Today? Science in the Islamic world is in a poor state. There’s no university from a Muslim majority country in the top 400, though millions are being poured into academic and technical establishments in countries with the petrodollars to spare, so that will surely change in time – if the cash is coupled to a culture of free enquiry. Only a few, narrow scientific concerns are of lively interest in the broader populus, such as how you determine the timings for prayer and the start of the fast. They raise all sorts of concerns about the position of the sun and moon, especially at higher latitudes.
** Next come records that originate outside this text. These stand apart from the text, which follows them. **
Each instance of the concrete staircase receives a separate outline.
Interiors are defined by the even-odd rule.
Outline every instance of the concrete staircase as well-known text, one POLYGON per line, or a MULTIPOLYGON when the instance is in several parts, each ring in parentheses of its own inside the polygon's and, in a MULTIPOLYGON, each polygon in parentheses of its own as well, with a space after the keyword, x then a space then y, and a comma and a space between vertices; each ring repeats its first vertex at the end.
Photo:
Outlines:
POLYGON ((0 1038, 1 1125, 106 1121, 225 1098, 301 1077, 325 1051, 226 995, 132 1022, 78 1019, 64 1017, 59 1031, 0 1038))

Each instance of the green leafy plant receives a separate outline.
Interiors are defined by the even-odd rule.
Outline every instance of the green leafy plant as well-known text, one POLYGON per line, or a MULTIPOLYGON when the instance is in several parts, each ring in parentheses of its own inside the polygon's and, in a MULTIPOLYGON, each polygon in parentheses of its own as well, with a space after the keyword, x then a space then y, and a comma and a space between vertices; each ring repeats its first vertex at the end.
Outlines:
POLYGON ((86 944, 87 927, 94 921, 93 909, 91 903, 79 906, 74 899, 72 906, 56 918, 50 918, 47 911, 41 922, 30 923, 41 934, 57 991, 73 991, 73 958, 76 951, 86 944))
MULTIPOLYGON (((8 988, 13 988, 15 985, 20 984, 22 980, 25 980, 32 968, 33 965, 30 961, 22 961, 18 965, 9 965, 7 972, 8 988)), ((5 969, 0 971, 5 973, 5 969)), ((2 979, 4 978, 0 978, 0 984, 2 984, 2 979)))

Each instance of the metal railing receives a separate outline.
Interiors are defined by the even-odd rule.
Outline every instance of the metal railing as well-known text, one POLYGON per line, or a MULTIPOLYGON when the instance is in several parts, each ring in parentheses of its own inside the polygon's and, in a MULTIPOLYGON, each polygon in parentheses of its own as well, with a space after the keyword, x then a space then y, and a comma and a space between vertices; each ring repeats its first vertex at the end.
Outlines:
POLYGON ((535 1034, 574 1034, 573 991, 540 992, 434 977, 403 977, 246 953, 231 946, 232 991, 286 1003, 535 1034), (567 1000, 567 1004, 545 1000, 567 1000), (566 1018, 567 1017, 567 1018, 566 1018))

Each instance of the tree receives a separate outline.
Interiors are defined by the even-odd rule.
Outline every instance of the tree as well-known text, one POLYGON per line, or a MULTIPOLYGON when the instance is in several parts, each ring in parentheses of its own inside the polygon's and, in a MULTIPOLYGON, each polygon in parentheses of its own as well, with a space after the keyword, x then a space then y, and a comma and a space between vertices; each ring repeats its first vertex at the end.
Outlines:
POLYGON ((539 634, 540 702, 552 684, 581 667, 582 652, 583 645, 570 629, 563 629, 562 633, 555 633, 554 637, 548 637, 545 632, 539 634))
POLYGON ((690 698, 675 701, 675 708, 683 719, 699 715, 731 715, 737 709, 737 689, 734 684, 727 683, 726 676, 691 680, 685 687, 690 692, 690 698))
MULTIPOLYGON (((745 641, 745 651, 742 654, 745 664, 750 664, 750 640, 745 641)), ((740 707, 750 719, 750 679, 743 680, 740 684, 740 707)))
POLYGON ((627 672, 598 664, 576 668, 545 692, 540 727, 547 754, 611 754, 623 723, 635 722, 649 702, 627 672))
But the question is why did science decline? It’s the biggy that seems largely unsettled amongst scholars of history – no doubt, in part, because it’s a big political question too. The ideological theories – blaming Al Ghazali’s undermining causation, say – don’t stack up. Hume undermined causation too, and science in Europe carried on regardless, though it is true that Hume’s response was to play backgammon not speculate on God’s action in the world.

Social contingencies mattered too, such as the autonomy won by European medieval universities. If the powers-that-be in one town objected to what its university did, the members of the university could just up sticks. Hence, when a bunch of scholars didn’t like what was going on in Oxford, they founded Cambridge.

Economic and political issues seem the likeliest major factors, particularly the sudden power gained by Europe from the wealth of the New World, which rendered activity in Muslim countries effectively obsolete. As economic wealth in the modern world shifts east, Europeans might feel warned – though it seems you do need this culture of free enquiry to stack up the patents and cited papers, and not just the BScs and PhDs. And further, by free enquiry, that means freedom from utilitarian driven research policies and the part nationalization of British universities by the governmental underwriting of student loans!

But if the aim is to celebrate Islam, the historical approach is inevitably limited. There is the spirit of curiosity, the pleasure of historical knowledge, and the value of driving out ignorance – of course. But the risk is that the historical approach comes across as a patronising wake. The science was great, once. Sharia was not a tool of reactionary Wahhabism, once.

Will radio programmes like Melvyn’s, or TV series like those of Jim Al-Khalili, be much more commissioned? The brave producer will be the one who sympathetically addresses the decline. Europeans might learn a lesson or two from history as well.